Search code examples
c++precisiondivisionnumerical-methodsnumerical-stability

Handling division of double by a large power of 2 in C++


My question is about how division should be handled when you have to divide with a large power of 2, which is likely to trivial thing but I didn't find any helpful material. I am basically asking which (if any) of the two proposed methods in the end is more sensible and/or is there a better way to achieve my goal.

The context is that in a project that I am working on I have to at one point compute a sum of type double numbers w of the form w = (c_1/2)*(c_2/2)*...*(c_n/2) with c_1,...,c_n some other type double numbers. In the process of optimizing the code, I at first figured that it might be a good idea to compute first the product of c_1,...,c_n, and then divide that product by 2^n. Due to reason which I cannot really get in this post, the n in the product defining w might get quite large, possibly even around 70 or 80. Right now I am effectively computing the final value of w i.) computing the aforementioned product of c_1,...,c_n and storing it to w, ii.) computing and storing the value of 2^n to a type long long variable a, iii.) set to w = w/a.

To my knowledge the largest power of 2 that can be stored in a type long long variable is 63, so I was wondering whether it would be better to divide w in a for loop, like

for (int k { 0 }; k < n; ++k) {
    w /= 2;
}

to avoid storing a value to large in the aforementioned variable a. I am aware that this can be reduced to a logarithmic time by repeatedly dividing with suitable powers of 2, but the point still remains.
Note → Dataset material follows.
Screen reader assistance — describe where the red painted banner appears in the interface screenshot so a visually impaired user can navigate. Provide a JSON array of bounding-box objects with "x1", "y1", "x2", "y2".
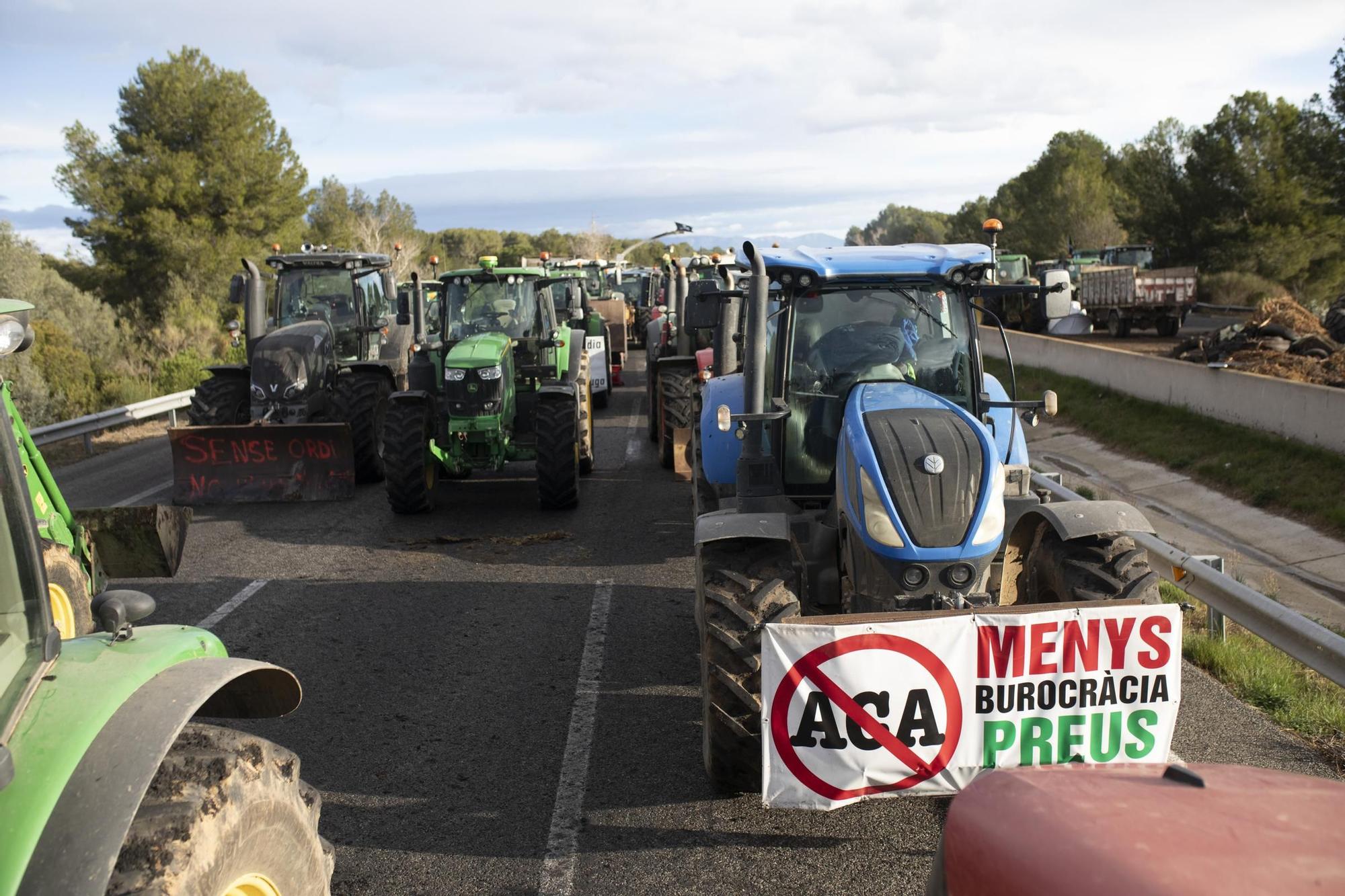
[{"x1": 168, "y1": 423, "x2": 355, "y2": 505}]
Alternatively I could also just not factor out the 1/2s from the product, and instead compute w in the old way. However, in this approach it is not clear to me how much worse the numerical stability will be, or is there anything to be concerned about in the first place.


Solution

  • The answer was among the comments, but didn't get proper attention. I am not going to discuss the accuracy/precision concerns, because anyone dealing with floating point must already be aware and take responsibility for that part. The question at hand has a one liner answer as the library function ldexp:

    #inckude <ranges>
    #include <cmath>
    //assume C[N] is modeled by a C++ range:
    auto c = std::ranges::fold_left(c_range, 1.0L, std::multiplies<>{});
    auto n = - int{std::ranges::distance(c_range)};
    auto res = std::ldexp(c, n);
    // res = c * pow(2, n);
    

    The commented line might be less precise and slower than suggested answer.